No spacecraft, so big, relies on a single communication unit. All of them have, beside high frequency high gain antenna, UHF or VHF systems all the time.
It simply does not make sense to send the spaceship just with an active X band antenna and later using it to activate the UHF module, the backup, which is slow but much more reliable than a dish antenna, because it can communicate in any condition and at any orientation.
Mars Rovers have also UHF modules and this is the emergency antenna. In the first moments on the surface it is this antenna that send and receives data not the high gain one.
"each rover carries 3 much smaller antennas — one that can move in different directions called the high gain antenna, and two others that are fixed — the low gain and Ultra High Frequency (UHF) antennas. When a rover uses the high gain antenna to speak directly with Earth, it is important that Earth be in view of the rover. That's because this type of communication is a direct shot to Earth, so Earth must be above the martian horizon.
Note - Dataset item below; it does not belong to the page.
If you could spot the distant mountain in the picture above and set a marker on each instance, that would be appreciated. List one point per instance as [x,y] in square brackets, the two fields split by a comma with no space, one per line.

The high gain antenna must also be in the correct position. It can spin around so that the entire rover doesn't have to waste energy twisting and turning to get in the right orientation to face Earth. However, in the first few hours of the mission, before the high gain antenna is up and running, the low gain (low-bandwidth) antenna is put into action. Again, Earth must be above the martian horizon as the low gain is also a direct-to-Earth communicator. But the low gain antenna does not have to be pointed at the Earth. Its signal is sent out in all directions at once. We say it’s “omnidirectional”.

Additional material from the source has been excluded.